L'argent de son origine à sa cancérisation

         Toute vie sociale est structurée par une loi fondamentale plus ou moins explicite qui donne cohésion à l'ensemble. Cette loi est la raison d'être du groupe et dans cette cohérence, s'expriment le don de soi et l'accueil de l'autre. De là se construisent les échanges de biens et de services, ce que l'on a souvent réduit au troc.
         Arrive un temps où le pouvoir réalise que la loi fondamentale n'assure plus la cohésion et l'échange des êtres. Trop nombreux, trop dispersé, trop mobile, le groupe choisit alors une matière comme substitut de l'homme. Cette matière, à la fois recherchée, rare, durable et divisible, pourra être du sel, du bronze, des coquillages ou de l'or. L'une de ces matières a même donné son nom à la monnaie: l'argent.
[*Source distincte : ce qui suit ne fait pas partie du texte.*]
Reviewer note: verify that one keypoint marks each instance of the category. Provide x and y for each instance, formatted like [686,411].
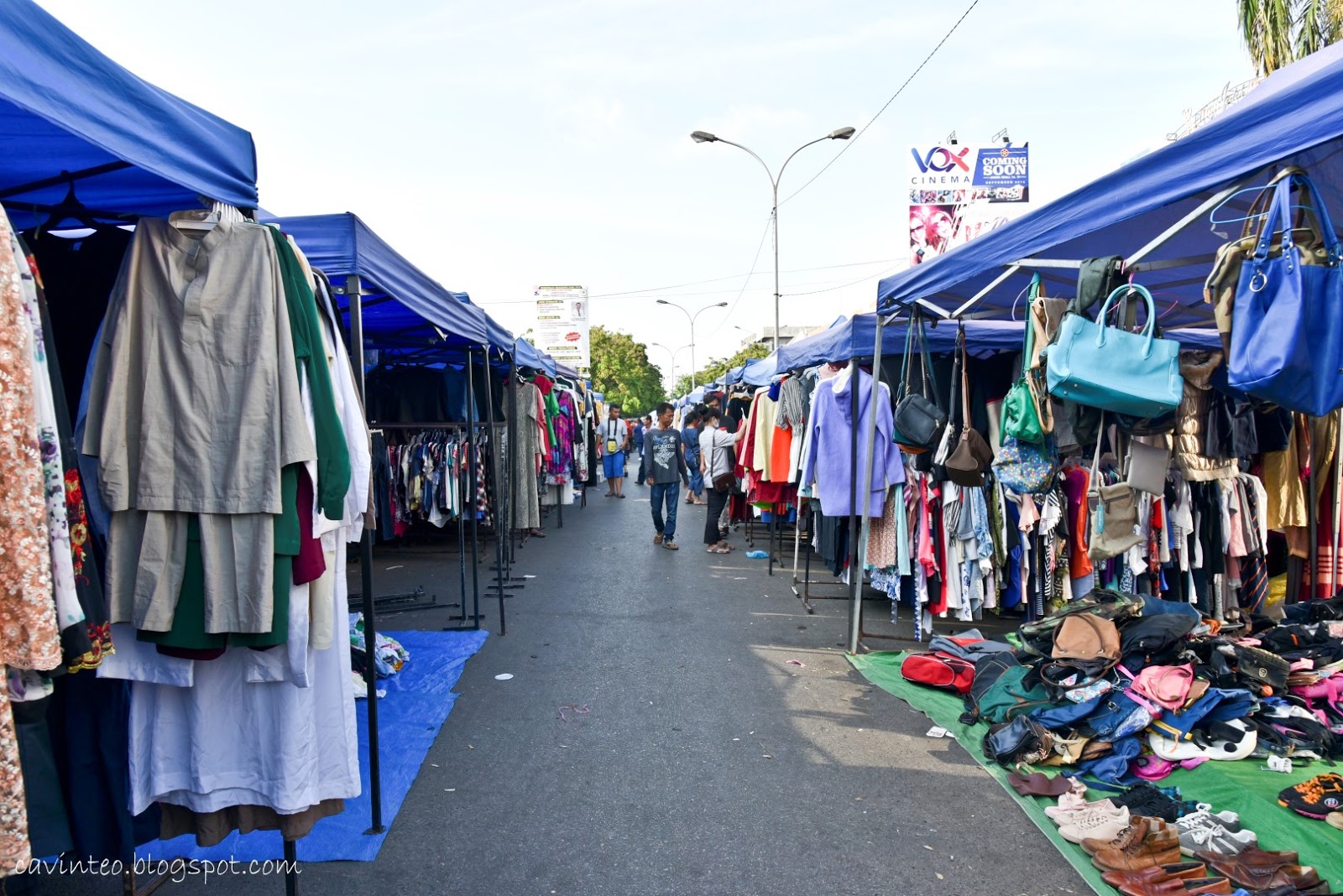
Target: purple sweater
[832,435]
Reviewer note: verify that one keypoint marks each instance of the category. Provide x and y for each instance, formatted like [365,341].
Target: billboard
[562,325]
[959,192]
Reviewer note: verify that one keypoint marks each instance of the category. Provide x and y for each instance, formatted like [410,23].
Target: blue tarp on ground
[1295,117]
[856,338]
[409,719]
[66,107]
[403,306]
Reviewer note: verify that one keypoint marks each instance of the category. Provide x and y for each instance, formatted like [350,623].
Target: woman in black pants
[716,459]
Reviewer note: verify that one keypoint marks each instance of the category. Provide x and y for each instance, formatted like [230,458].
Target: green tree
[719,367]
[1279,33]
[622,372]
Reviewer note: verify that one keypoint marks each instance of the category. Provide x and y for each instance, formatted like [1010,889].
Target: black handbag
[1020,741]
[917,423]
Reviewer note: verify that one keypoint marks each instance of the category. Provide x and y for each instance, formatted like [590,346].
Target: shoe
[1074,802]
[1202,831]
[1185,871]
[1177,887]
[1256,856]
[1315,799]
[1264,876]
[1138,829]
[1099,826]
[1158,848]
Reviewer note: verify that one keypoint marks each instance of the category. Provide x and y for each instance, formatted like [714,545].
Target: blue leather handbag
[1287,324]
[1108,367]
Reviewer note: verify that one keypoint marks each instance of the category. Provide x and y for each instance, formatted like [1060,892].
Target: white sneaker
[1099,826]
[1202,831]
[1074,804]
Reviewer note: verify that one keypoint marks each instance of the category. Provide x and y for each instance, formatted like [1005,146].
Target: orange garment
[781,455]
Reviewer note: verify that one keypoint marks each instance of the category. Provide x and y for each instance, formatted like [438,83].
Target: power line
[745,282]
[854,138]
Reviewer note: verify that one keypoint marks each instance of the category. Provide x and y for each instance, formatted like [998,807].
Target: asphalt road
[729,746]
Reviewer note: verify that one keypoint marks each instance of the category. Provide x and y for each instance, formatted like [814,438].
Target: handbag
[1108,367]
[1025,468]
[967,461]
[917,423]
[1024,414]
[1287,324]
[1114,513]
[1147,467]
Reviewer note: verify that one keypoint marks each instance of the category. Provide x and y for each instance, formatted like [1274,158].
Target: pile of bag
[1126,688]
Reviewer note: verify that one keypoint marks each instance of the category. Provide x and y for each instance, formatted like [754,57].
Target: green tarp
[1240,786]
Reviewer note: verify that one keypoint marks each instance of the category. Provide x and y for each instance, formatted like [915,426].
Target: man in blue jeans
[664,464]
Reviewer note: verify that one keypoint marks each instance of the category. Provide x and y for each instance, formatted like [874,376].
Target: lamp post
[671,352]
[692,317]
[705,137]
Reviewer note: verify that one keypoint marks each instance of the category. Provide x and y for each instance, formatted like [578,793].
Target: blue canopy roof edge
[1148,211]
[67,107]
[494,331]
[856,338]
[342,246]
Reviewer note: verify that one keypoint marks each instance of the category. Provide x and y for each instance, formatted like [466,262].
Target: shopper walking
[664,463]
[615,443]
[691,440]
[716,461]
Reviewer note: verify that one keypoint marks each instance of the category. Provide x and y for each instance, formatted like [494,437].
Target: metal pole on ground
[353,293]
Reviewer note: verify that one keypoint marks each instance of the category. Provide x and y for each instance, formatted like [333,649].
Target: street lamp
[692,317]
[671,352]
[705,137]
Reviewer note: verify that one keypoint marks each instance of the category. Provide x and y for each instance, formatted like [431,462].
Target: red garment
[311,562]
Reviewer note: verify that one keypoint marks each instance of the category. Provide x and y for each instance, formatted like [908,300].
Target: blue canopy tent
[402,307]
[71,114]
[1154,211]
[856,338]
[527,356]
[759,372]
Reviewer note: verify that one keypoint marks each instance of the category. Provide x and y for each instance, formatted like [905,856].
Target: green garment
[309,351]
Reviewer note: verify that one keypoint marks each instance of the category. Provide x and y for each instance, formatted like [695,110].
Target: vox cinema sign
[955,175]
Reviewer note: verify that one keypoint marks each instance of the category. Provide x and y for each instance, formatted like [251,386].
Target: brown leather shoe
[1185,871]
[1138,829]
[1255,856]
[1179,887]
[1158,848]
[1266,876]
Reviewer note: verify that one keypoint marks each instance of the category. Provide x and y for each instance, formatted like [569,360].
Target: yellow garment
[766,414]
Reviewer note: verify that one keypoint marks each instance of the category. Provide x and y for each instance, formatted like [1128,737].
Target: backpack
[938,669]
[1038,638]
[1014,692]
[1154,640]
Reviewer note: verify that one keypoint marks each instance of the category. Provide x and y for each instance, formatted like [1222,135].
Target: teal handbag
[1108,367]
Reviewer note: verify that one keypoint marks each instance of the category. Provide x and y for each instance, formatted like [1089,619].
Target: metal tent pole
[856,570]
[494,455]
[473,457]
[353,294]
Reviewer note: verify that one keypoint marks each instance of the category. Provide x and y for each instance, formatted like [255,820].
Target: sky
[500,147]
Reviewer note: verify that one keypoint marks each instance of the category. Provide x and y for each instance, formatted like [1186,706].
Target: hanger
[198,221]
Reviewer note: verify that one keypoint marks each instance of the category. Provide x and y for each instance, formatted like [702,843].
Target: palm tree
[1279,33]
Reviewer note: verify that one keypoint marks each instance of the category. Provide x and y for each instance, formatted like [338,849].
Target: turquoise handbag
[1108,367]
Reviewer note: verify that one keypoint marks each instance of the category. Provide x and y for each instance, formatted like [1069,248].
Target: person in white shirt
[718,459]
[615,440]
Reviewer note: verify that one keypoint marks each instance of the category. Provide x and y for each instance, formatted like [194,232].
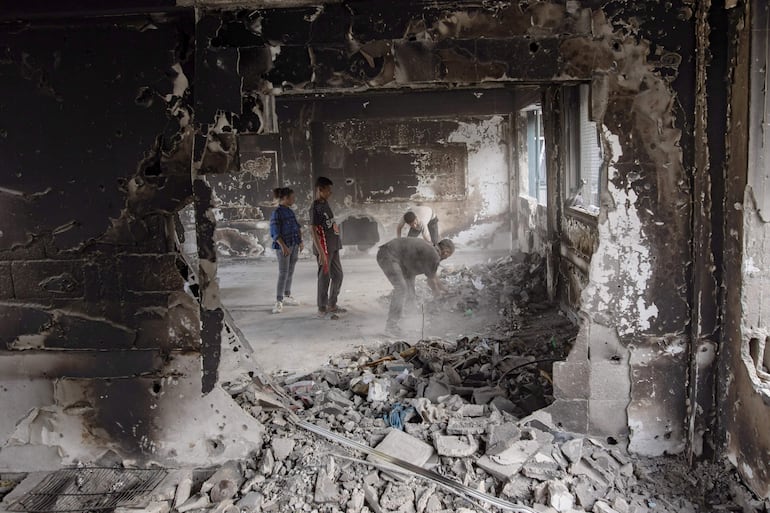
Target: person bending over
[402,260]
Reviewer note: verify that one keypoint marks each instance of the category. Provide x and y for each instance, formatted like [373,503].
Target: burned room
[373,256]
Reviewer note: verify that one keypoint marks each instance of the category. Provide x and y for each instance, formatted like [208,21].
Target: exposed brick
[45,279]
[6,283]
[150,273]
[571,380]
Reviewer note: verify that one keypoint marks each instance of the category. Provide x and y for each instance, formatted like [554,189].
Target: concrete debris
[474,424]
[456,446]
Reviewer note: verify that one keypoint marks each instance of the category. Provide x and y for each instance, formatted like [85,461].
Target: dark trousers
[286,265]
[403,285]
[329,284]
[433,230]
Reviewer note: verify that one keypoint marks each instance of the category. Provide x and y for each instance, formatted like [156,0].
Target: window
[536,154]
[584,153]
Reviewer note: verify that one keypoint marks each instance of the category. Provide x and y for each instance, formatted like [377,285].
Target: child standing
[326,246]
[287,242]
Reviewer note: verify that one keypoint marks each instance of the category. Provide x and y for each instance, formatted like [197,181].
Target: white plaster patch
[620,268]
[487,163]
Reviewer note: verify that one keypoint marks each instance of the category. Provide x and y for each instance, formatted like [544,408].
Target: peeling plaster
[620,272]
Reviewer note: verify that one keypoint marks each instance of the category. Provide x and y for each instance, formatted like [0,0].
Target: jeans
[329,284]
[286,266]
[403,285]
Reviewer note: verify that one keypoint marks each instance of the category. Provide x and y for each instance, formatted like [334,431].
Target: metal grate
[90,489]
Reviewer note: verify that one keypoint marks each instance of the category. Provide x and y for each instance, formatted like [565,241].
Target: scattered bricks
[501,472]
[466,426]
[252,501]
[518,453]
[356,502]
[282,447]
[503,404]
[46,279]
[573,449]
[542,467]
[434,390]
[483,395]
[502,437]
[518,488]
[586,492]
[472,410]
[225,482]
[325,489]
[456,446]
[603,507]
[397,497]
[620,505]
[337,397]
[559,497]
[404,447]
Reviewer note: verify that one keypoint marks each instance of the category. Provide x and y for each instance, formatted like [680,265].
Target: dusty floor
[298,341]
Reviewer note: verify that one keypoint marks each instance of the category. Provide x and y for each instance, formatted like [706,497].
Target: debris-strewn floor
[468,409]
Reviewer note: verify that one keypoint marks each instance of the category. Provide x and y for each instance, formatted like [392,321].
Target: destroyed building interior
[600,343]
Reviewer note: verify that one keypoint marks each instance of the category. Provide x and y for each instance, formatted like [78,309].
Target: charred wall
[635,307]
[96,144]
[744,381]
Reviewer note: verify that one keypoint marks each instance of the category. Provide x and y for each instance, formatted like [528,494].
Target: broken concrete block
[231,473]
[542,467]
[466,426]
[559,496]
[603,507]
[196,502]
[397,497]
[483,395]
[326,490]
[573,449]
[356,502]
[252,501]
[518,453]
[456,446]
[372,499]
[434,390]
[518,488]
[404,447]
[267,464]
[282,447]
[501,472]
[223,491]
[503,404]
[502,437]
[472,410]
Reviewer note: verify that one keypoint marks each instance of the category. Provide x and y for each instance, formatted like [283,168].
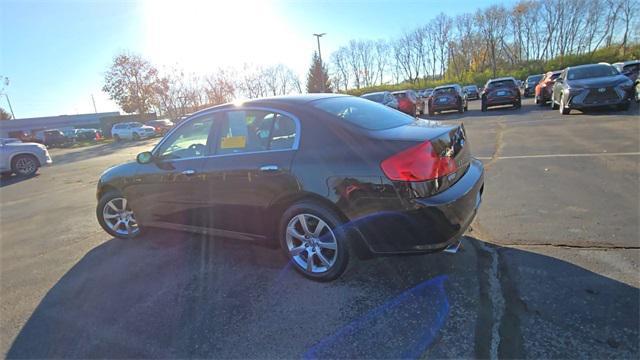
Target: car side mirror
[145,157]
         Dans le même temps le pouvoir prélève sur tous les mouvements de quoi payer ceux qui veillent à la cohésion du groupe, ceux qui protègent, ceux qui stimulent, ceux qui vérifient, les inspecteurs des impôts, les poètes, les magistrats, les prêtres, les militaires, tous ceux qui ne seraient jamais volontairement ou régulièrement payés quoiqu'indispensables à notre cohésion. La forme pourra être le fonctionnariat, la subvention, le mécénat, le sponsoring, mais le pouvoir veillera, de fait, à la survie et à la vie de tous, dans le cadre de la loi cohésive. En garant de cette loi, le pouvoir a le droit de battre monnaie.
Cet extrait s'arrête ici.